El Código de Faltas propuesto por Stornelli y Scioli en los inicios de noviembre cuenta ya con numerosas críticas. Un jurista de la Asociación de Pensamiento Penal Argentino y uno de los directores del CELS hablaron con EL POPULAR y advirtieron que no será la salida a la inseguridad. Otros actores, como el Colegio de Abogados de Azul y el intendente José Eseverri, prefirieron no opinar por no haber leído aún el proyecto.
Diez a veinte sueldos de un oficial de policía al cuidacoches. Diez a quince, para el que sorprendan tomando alcohol en la vereda, por ejemplo. Otros diez o quince, para el que encuentren haciendo una pintada. Arresto de 30 días para "el que mendigare" o el que "el que habitare sin motivo razonable en bosques, playas, lugares descampados, plazas, parques o en cualquier otro sitio no adecuado para la vivienda humana". Estas son apenas, unas escasísimas perlitas, dentro del proyecto de nuevo Código de Faltas que propone el gobernador de la Provincia, Daniel Scioli.

Una vez más, el país asiste azorado a una serie de crímenes aberrantes en donde el robo de autos tuvo mucho que ver y la mirada del gobernador, en cambio, está apuntando para otro lado. Su propuesta de más poder a la policía se traduce en persecución y sanción a un sector muy determinado de la sociedad. Y el Estado, el mismo que no fue capaz de promover trabajo y de asegurar condiciones de vida digna para millones, luego sale a perseguir, por ejemplo, que se viva en un "sitio no adecuado para la vivienda humana". Ejemplo claro: ¿alguien recuerda, por casualidad, a Fermín, aquel viejo vagabundo que dormía en una pileta más allá de la cancha de golf que murió en medio de un invierno crudo? Si Fermín viviera y siguiera teniendo la pileta como casa, hubiera sido sancionado a un hotel de lujo: un calabozo de la comisaría primera.

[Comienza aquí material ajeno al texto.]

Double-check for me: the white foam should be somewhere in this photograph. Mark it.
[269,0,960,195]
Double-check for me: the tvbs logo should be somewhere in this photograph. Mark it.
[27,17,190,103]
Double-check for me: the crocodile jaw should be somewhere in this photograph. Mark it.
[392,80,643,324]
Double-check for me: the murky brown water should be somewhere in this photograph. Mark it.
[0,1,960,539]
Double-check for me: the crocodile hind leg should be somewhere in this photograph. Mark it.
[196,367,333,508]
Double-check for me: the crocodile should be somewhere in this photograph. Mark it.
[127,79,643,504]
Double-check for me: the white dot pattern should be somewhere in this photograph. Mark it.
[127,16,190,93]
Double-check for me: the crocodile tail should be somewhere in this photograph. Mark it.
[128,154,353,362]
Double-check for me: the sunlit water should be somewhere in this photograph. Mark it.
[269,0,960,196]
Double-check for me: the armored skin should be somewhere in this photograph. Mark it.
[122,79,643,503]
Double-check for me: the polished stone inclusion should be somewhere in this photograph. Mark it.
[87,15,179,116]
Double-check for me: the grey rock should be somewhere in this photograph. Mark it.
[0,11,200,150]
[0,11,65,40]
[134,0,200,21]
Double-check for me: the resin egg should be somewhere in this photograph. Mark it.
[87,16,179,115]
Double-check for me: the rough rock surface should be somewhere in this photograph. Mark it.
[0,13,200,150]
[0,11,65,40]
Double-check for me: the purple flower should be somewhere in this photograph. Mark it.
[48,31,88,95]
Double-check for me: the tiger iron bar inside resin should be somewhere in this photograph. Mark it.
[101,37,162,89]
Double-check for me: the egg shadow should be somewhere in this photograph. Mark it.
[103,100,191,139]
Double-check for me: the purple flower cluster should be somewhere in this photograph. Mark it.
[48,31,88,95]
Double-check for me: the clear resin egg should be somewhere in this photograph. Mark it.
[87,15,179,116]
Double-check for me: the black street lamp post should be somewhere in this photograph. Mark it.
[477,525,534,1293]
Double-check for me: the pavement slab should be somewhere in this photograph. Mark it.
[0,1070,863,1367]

¿Alguien puede acaso suponer que el Código de Faltas vigente es de avanzada? De ser así, está absolutamente errado. Porque, de hecho -como definió el jurista Mario Juliano en entrevista por 98POP- "el Código de Faltas ya existente data de 1973, sancionado en las postrimerías de las postrimerías de la dictadura conocida como la Revolución Argentina y nunca fue modificado. Tiene figuras absolutamente prejuiciosas, sexistas, que tienden a agravar la exclusión". De hecho, ya Juliano lo advierte en su libro "¿Justicia de faltas o falta de justicia?" (tomado prestado para el título de esta nota).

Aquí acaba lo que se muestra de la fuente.